郑鸣山另一只手猛地掏出腰间的手榴弹,手指直接扣住了拉环——那是他早就准备好的光荣弹。
就算死,也绝不能被鬼子活捉,绝不能让密码本落入鬼子手里。
苏青伤势过重,早已支撑不住,虚弱地斜靠在树干旁,浑身无力,意识昏沉,根本无力举枪戒备。
电讯班两个文职小姑娘见她伤口渗血不止,吓得心慌意乱,趁着密林对峙的紧张间隙,慌忙蹲下身来。
两人手忙脚乱,颤抖着掏出随身带的止血棉,小心翼翼垫在苏青肩头伤口处,又胡乱扯出绷带,慌慌张张给她做临时紧急包扎。
大气都不敢喘,既怕弄疼重伤的苏青,又怕动作过大引来暗处潜藏的敌人。
陈班长和两个通讯兵,也纷纷掏出怀里的手榴弹,拧开了保险盖。
众人不敢扎堆,各自就近抢占树木掩体,人人背靠粗树干分散站定,默默守住各个方向,眼睛死死盯着那片晃动的树影,连呼吸都屏住了。
脚步声越来越近,越来越清晰,已经能看到密林里晃动的人影轮廓了。
所有人都做好了最后牺牲的准备。
就算死,也要拉几个鬼子垫背。
就算死,也绝不能丢了八路军的脸面。
树影晃动得愈发剧烈,踩碎落叶、碾断枯枝的脚步声,已经逼到二十米之内。
对方显然是丛林潜行的老手,没有半分乱闯,每一步都借着林木掩住身形,脚步轻得几乎融在风里。
那种专业到刺骨的压迫感,一步一步踩在众人早已绷到极限的神经上。
林子里的天光被枝叶剪得支离破碎,晃动的人影在树影里忽隐忽现,看不清人数,摸不清来路。
只有一股森冷的杀意,从绝壁方向的密林深处,死死锁死了他们这一小队人。
电讯班两个文职小姑娘瞬间脸色惨白,死死捂住嘴才没让惊叫溢出来,手里的译电纸被捏得皱成一团,指节泛白。
负责摇机的男兵浑身微微发抖,却还是下意识往前挪了半步,挡在抱着备用电池的战友身前。
他们刚从鬼子的枪林弹雨里死里逃生,还没缓过一口气,便又陷入前后夹击的绝境,连呼吸都带着颤音,眼底是掩不住的绝望。
苏青左肩终于暂时止住了,但失血让整个人只能瘫靠在树下,任由两个译电员慌乱照料,连睁眼撑住精神都格外费力。

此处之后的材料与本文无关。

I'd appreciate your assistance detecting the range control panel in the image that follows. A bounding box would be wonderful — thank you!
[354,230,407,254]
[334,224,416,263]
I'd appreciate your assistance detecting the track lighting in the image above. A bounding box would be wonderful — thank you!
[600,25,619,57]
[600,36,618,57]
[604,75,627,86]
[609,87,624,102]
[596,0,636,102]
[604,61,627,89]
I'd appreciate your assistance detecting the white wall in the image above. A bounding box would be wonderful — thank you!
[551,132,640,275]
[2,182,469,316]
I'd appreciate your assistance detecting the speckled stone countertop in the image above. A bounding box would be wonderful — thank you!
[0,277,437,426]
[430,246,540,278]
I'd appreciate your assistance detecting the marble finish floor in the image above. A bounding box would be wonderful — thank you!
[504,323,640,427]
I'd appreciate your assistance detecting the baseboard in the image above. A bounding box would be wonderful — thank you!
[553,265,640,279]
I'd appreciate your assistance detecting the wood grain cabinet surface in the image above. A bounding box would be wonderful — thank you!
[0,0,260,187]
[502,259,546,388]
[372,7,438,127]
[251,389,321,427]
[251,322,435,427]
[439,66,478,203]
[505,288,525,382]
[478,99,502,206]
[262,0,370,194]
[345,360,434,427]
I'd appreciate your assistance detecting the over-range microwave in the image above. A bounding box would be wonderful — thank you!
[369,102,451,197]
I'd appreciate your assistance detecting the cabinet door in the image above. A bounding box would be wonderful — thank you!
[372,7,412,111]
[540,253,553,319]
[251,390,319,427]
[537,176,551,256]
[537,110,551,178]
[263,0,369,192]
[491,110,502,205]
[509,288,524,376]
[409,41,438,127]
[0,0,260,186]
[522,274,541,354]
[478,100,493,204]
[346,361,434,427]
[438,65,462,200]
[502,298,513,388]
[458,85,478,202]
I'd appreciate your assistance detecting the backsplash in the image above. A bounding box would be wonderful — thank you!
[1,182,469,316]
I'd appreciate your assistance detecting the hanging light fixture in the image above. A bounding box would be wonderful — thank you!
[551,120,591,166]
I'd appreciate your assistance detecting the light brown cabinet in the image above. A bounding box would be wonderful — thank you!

陈班长攥紧两枚手榴弹,保险盖早已拧开,拉环挂在指尖,靠在树后一动不动。
眼睛一眨不眨地盯着树影深处,浑身肌肉绷成一张拉满的弓。
所有人都做好了拼到最后一颗子弹、拉响光荣弹的准备。
可就在这一刻,郑鸣山扣着光荣弹拉环的手指,却缓缓松开。
他脑中飞速闪过刚才与鬼子特战挺进队遭遇的所有细节,千钧一发之间,排除了所有不可能。
绝壁方向本就是死路,陈班长早已经探明,除了六十多米的陡峭岩壁,根本无路可通。
鬼子主力全在谷口和山洞方向,就算分兵包抄,也绝不可能绕到绝壁后方,更不可能悄无声息摸进这片林子。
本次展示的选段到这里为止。